The final appropriation bill (technically the explanatory statement accompanying the bill) only included a requirement that OSTP produce a financial analysis of the impact of the memo, “including the policy’s anticipated impact on Federal research investments, research integrity, and the peer review process,” within 100 days of the bill passing. In other positive news, this was the only requirement. There is no trigger stopping development of policy depending on what the report says. This likely means that after the report, there would be a round of Congressional hearings before more action is taken. Being an election year, there may not be enough time for a truly adverse legislative action. Overall, this means plans will progress, and there should be some good reading on the state of scholarly publishing sometime in mid-June!

OA Policy Changes at the Bill & Melinda Gates Foundation

The Bill & Melinda Gates Foundation has recently announced a “refreshed” Open Access Policy, to start in 2025. There is a lot to unpack.

The headline change for publishers is that the Foundation will no longer pay Article Processing Charges (APCs) for its funded researchers to publish Open Access. However, they have not stepped back from their support of Open Access. Rather than paying for post-publication OA, they are requiring posting all manuscripts on a preprint server. Not just any preprint server – one approved by the Foundation, with “a sufficient level of scrutiny to submissions.” The works must be licensed as CC-BY 4.0, or something similar. Interestingly, authors also must assign the license to an Author Accepted Manuscript of the article if it is published later. Any data that is used in the manuscript must also be made immediately available.

VeriXiv logo

The Foundation is working with F1000, a subsidiary of Taylor & Francis, to create a preprint platform named VeriXiv. The platform will do a series of “ethics and integrity checks,” looking for things like plagiarism and image manipulation, as well as author-related conflicts. One thing that it is not doing is peer review. An author can still publish the article in a journal as well, as long as that journal respected the OA requirements of the Foundation, and the author would have to pay any APC themselves.

The question is how will this affect the publishing ecosystem? The Foundation awards more than five billion dollars in grants per year, which is enough to create real change. On the one hand, authors could decide that traditional publishing is not worth the time and cost, which the Foundation’s policy strongly suggests, and just move to preprints. On the other hand, authors may still have other institutional incentives tied to publishing output and prestige. Will this just shift the cost of traditional publishing to authors, and indirectly to libraries and universities that support them? It might work out that this is a lever to reduce prestige-based incentives at institutions, or it might work out that authors with fewer resources fall a little further behind.
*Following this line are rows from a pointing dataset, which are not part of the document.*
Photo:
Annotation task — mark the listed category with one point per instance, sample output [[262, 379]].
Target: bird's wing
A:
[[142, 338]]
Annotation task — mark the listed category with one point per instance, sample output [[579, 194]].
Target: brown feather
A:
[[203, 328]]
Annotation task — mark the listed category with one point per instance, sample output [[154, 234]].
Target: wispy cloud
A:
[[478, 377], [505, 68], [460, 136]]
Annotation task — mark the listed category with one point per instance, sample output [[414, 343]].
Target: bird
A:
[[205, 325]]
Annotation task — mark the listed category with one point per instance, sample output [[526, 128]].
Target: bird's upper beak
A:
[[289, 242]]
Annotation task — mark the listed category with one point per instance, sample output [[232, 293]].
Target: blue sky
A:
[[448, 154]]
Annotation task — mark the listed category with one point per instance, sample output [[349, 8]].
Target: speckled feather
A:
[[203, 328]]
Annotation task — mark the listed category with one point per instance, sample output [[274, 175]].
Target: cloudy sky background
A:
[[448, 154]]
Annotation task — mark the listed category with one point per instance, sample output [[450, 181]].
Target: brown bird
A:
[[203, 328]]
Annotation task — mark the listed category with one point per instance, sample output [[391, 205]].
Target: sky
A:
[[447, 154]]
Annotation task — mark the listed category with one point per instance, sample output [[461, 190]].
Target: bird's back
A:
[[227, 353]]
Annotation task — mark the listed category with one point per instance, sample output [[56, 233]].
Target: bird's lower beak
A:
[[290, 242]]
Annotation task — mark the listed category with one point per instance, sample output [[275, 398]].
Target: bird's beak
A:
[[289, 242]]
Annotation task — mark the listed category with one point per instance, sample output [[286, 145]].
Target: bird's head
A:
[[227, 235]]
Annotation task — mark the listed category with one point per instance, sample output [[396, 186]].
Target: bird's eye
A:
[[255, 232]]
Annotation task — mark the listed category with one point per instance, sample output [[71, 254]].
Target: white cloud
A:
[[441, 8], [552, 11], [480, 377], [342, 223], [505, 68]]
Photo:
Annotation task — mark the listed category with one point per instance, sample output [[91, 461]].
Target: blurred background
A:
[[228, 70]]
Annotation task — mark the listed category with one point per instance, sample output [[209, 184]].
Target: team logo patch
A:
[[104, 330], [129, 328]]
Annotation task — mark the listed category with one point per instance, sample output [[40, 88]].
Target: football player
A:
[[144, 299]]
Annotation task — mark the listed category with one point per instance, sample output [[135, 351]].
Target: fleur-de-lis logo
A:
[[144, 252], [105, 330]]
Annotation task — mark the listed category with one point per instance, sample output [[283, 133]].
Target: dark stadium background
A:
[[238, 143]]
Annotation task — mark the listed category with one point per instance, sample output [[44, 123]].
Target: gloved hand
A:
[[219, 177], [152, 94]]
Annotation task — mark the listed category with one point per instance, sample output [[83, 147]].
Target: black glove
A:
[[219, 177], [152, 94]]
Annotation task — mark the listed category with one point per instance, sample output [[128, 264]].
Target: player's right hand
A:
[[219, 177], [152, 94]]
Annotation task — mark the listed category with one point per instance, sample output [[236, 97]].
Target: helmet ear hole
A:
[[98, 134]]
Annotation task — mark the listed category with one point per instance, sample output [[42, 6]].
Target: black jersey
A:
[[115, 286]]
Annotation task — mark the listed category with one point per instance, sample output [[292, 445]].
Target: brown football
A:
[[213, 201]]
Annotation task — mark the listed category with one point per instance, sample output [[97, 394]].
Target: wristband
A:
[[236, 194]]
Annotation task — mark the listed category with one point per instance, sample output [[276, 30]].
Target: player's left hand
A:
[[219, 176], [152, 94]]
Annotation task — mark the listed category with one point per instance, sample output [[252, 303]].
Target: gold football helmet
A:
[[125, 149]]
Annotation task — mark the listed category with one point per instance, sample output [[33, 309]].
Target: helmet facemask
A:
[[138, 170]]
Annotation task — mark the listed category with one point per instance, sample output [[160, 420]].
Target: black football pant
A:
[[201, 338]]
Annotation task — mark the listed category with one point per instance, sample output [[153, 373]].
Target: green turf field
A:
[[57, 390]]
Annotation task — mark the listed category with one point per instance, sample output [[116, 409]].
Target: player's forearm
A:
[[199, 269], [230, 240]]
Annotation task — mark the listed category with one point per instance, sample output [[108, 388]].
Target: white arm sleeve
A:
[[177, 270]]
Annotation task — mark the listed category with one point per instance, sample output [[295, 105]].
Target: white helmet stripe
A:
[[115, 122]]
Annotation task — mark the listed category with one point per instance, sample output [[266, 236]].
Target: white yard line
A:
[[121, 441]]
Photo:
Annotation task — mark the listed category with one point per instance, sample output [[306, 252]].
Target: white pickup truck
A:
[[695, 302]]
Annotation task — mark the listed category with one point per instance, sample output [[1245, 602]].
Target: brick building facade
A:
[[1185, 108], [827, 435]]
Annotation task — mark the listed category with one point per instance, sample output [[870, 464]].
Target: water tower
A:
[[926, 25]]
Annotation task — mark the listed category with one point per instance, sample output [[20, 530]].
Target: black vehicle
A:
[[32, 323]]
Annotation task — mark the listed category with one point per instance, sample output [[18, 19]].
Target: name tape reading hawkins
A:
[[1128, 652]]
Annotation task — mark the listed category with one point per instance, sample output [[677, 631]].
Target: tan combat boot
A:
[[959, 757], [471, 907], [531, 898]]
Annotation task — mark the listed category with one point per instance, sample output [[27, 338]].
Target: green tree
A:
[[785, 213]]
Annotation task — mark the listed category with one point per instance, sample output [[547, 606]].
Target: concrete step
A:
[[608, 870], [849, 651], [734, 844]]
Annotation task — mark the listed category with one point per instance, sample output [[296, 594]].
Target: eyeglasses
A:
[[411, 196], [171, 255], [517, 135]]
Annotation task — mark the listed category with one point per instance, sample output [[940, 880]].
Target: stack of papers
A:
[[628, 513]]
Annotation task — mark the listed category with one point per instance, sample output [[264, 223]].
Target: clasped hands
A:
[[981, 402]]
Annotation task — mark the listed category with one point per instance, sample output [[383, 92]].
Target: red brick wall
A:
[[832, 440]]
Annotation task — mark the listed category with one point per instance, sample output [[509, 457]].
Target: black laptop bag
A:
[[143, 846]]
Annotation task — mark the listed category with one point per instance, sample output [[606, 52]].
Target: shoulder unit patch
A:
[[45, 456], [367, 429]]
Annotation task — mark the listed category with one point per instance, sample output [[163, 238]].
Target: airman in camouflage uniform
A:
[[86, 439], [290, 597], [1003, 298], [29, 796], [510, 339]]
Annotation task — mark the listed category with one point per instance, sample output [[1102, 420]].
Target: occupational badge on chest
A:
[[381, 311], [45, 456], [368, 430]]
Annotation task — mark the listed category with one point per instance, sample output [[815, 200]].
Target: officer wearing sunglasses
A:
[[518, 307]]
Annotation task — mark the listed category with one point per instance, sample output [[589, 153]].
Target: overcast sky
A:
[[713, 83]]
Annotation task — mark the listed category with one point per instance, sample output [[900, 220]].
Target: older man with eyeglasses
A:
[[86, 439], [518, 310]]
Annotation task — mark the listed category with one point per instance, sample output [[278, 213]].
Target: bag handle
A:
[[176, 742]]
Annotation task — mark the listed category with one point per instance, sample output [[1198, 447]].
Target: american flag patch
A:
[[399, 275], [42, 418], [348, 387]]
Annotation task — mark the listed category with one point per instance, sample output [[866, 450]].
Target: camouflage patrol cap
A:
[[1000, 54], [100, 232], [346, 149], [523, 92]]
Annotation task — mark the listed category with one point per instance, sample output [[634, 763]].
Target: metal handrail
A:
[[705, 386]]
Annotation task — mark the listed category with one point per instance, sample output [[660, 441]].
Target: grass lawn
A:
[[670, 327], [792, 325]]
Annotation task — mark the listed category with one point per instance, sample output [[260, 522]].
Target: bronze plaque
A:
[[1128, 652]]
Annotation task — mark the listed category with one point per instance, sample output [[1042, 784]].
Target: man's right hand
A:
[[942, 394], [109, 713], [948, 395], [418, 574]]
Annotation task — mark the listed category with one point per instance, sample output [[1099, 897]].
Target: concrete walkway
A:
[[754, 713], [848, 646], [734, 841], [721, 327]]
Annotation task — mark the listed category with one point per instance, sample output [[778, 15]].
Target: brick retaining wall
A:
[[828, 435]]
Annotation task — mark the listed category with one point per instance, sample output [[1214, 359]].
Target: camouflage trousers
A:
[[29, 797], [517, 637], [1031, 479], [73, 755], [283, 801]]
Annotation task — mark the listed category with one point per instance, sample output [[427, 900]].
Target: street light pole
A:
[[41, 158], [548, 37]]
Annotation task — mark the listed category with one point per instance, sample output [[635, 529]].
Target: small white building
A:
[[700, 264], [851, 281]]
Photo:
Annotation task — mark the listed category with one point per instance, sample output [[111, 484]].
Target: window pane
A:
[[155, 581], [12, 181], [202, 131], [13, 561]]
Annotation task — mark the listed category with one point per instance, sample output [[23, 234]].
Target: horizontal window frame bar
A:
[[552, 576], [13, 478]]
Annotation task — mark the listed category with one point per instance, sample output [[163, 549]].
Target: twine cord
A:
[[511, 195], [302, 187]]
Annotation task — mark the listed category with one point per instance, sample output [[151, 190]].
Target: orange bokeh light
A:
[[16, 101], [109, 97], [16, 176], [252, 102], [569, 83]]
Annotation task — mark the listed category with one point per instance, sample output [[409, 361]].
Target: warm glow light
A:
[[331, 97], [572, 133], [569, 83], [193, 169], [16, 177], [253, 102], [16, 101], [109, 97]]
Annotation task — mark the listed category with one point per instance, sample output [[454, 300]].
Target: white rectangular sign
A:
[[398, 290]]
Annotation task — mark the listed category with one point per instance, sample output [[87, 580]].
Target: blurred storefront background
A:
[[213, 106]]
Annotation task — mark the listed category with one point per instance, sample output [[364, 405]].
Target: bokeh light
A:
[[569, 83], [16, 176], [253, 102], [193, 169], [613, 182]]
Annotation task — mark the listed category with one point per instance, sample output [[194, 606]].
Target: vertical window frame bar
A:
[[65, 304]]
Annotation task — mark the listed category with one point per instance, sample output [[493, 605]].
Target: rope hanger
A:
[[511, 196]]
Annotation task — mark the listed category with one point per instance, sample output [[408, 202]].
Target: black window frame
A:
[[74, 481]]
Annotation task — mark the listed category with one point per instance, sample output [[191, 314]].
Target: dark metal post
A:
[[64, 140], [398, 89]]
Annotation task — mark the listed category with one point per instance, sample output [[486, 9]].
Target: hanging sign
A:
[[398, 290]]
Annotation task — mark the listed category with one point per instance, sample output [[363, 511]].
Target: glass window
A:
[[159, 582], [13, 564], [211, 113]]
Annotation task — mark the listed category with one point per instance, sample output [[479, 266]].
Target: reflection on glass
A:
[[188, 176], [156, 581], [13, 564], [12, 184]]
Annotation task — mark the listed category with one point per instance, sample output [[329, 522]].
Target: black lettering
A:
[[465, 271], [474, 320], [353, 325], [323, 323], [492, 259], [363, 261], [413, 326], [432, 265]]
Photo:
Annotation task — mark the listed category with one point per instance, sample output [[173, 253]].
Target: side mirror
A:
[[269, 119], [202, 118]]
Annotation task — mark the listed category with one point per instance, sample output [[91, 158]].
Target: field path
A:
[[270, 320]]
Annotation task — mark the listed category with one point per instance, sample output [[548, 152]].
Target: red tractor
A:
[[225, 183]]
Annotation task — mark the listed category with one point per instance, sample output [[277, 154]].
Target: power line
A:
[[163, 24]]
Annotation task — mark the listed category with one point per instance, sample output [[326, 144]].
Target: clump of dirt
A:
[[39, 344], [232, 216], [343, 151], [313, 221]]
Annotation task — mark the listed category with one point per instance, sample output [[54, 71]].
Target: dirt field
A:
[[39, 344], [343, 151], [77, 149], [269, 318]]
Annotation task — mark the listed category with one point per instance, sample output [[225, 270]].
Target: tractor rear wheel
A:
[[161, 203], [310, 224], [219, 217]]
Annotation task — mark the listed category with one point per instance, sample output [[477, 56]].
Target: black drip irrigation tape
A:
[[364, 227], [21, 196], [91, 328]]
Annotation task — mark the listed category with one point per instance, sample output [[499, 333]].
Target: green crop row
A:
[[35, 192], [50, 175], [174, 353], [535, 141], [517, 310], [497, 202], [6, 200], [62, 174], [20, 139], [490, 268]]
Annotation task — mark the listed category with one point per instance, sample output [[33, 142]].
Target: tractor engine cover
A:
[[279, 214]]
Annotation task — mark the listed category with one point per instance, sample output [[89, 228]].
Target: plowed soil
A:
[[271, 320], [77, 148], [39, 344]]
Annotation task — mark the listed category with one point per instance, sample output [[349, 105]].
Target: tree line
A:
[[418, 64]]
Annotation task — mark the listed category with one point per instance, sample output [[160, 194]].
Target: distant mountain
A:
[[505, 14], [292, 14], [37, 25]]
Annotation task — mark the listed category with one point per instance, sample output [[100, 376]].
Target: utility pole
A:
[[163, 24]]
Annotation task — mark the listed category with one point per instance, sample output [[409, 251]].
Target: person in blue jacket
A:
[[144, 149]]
This may also just be a business fight between funders and publishers, with researchers caught in the middle. Publishing is a bundle of services, including ethics and plagiarism checks, peer review, distribution and preservation. Commercial publishers charge a lot for that bundle. Starting with posting a preprint and then layering on other services could be cheaper, especially if one thinks different research outputs need differing levels of service. This opens the door to new business models, like stand-alone peer review services, as contemplated by the Publish-Review-Curate model of publishing. We will see who steps in to fill those needs.